A scatter plot , also point cloud called (engl. Scatter plot ), the graphical representation of the observed values of two pairs of statistical characteristics . These pairs of values are entered in a Cartesian coordinate system , resulting in a point cloud . The points can be represented by various symbols.
It is hoped that the pattern of the points in the scatter diagram will provide information about the dependency structure of the two characteristics that are represented by the coordinates.
The example diagram opposite contains points that represent the two characteristics "length" and "width" of various artillery ships. The ships are divided into four classes, which are assigned different colors (destroyer, light cruiser, heavy cruiser, battleship). Such a scatter diagram shows various correlations in the recorded data at a glance .
Frequently occurring correlations are clusters (agglomerations) and linear structures. Clusters can be examined with the cluster analysis . Regression analysis is particularly useful for quantifying linear correlations .
If a third (metric) feature is also to be displayed, this can be done by changing the size of the symbols. The resulting chart type is called a bubble chart .
With discrete features
In general, only evenly distributed data is suitable for scatterplots. Observations of discretely distributed features overlap when the same values are present several times. However, there are also ways to represent ordinally scaled features in scatterplots:
- by "sunflowers": a circle is entered at each pair of coordinates. The number of pairs of values that lie on this point is represented by lines on the circle, so that a stylized sunflower results.
- by means of a " jittered scatter plot": small random numbers are added to the data so that the values are slightly pulled apart and result in a point cloud. However, the values are actually on top of each other. You could call them “pseudometric”.
The following example shows both possibilities based on the evaluation of a statistics lecture in which the characteristics “material is understandable” and “overall grade statistics” (grades from 1 to 4) were entered in a scatter diagram.
|Sunflower Scatterplot||Jittered scatter plot|
The dot plot or the point diagram is also known as a one-dimensional scatter plot. In it, a variable is displayed either on the x-axis or on the y-axis (as in the graphics). Depending on how many values the observations of the variables assume, the problem arises that you can only see one data point, although (many) other observations can be hidden behind it.
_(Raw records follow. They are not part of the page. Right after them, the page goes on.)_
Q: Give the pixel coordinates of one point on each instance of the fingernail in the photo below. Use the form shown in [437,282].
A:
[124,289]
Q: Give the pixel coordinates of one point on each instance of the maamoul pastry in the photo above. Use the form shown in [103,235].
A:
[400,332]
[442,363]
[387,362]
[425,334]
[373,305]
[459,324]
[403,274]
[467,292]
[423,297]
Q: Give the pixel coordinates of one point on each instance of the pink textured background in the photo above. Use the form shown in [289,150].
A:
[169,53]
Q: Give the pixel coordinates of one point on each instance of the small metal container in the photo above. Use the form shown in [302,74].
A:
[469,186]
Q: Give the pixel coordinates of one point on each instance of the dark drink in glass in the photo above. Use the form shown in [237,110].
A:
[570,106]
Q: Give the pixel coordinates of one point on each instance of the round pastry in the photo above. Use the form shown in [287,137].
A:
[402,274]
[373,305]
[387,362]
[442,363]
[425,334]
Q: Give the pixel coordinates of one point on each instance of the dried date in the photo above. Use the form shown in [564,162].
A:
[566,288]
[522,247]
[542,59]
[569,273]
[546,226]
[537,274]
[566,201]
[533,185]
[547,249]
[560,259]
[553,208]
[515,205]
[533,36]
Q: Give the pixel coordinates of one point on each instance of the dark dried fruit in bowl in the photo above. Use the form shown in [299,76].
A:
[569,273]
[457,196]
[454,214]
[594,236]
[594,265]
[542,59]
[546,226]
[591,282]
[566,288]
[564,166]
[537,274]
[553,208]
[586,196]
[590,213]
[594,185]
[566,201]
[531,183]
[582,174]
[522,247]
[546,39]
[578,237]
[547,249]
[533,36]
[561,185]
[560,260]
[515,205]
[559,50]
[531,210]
Similar to the sunflower scatter plot, symbols can be used in different ways to represent the number of points. This should be explained using a historical example (horse- kick data from Bortkewitsch ):
- In the graphic on the left, a larger circle symbolizes that more observations are hidden behind it than with a smaller circle (bubble diagram).
- In the graphic on the right, a circle is drawn for each data point; if the same value occurs several times, additional circles are drawn to the right of the first circle.
The dot plot allows insights into the distribution of a variable, e.g. B. where the observations are particularly dense or the observations are distributed over only a few values.
In the scatter diagram matrix of a multivariate data set , two scatter diagrams are drawn for individual pairs of variables, which lie on both sides (top right / bottom left) of the matrix diagonals filled with text .
The only difference between the two scatter diagrams that belong to a pair of variables is which variable is mapped onto the x-axis or the y-axis. I.e. the corresponding point clouds on both sides of the matrix diagonals are mirrored, but not on the above. Diagonals, but rather on their respective x = y lines , which are all perpendicular to the matrix diagonal.
In variations of the scatter plot matrix, instead of the mirrored point clouds, additional information is also displayed, e.g. B. Correlation coefficients or regression functions.
Only the variable names are entered on the diagonal in the graphic on the right. However, there are variations here too, e.g. B. with further information ( box plots , density estimates) about the respective variable.
The scatter plot matrix has several disadvantages:
- The number of variables shown should not become too large, as otherwise the area for each scatter diagram will be too small and thus confusing. The scatter plot matrix shows precisely different projections of the multivariate data for variables (mirrored representations as described above are not counted). In the example shown, and is therefore the number of different projections . The brothers Tukey therefore metrics proposed summary with Scagnostics referred characterizing the nature of the point cloud.
- An interesting data structure need not be visible in the projections of the scatter plot matrix. Then either the Grand Tour or the projection pursuit method should be used.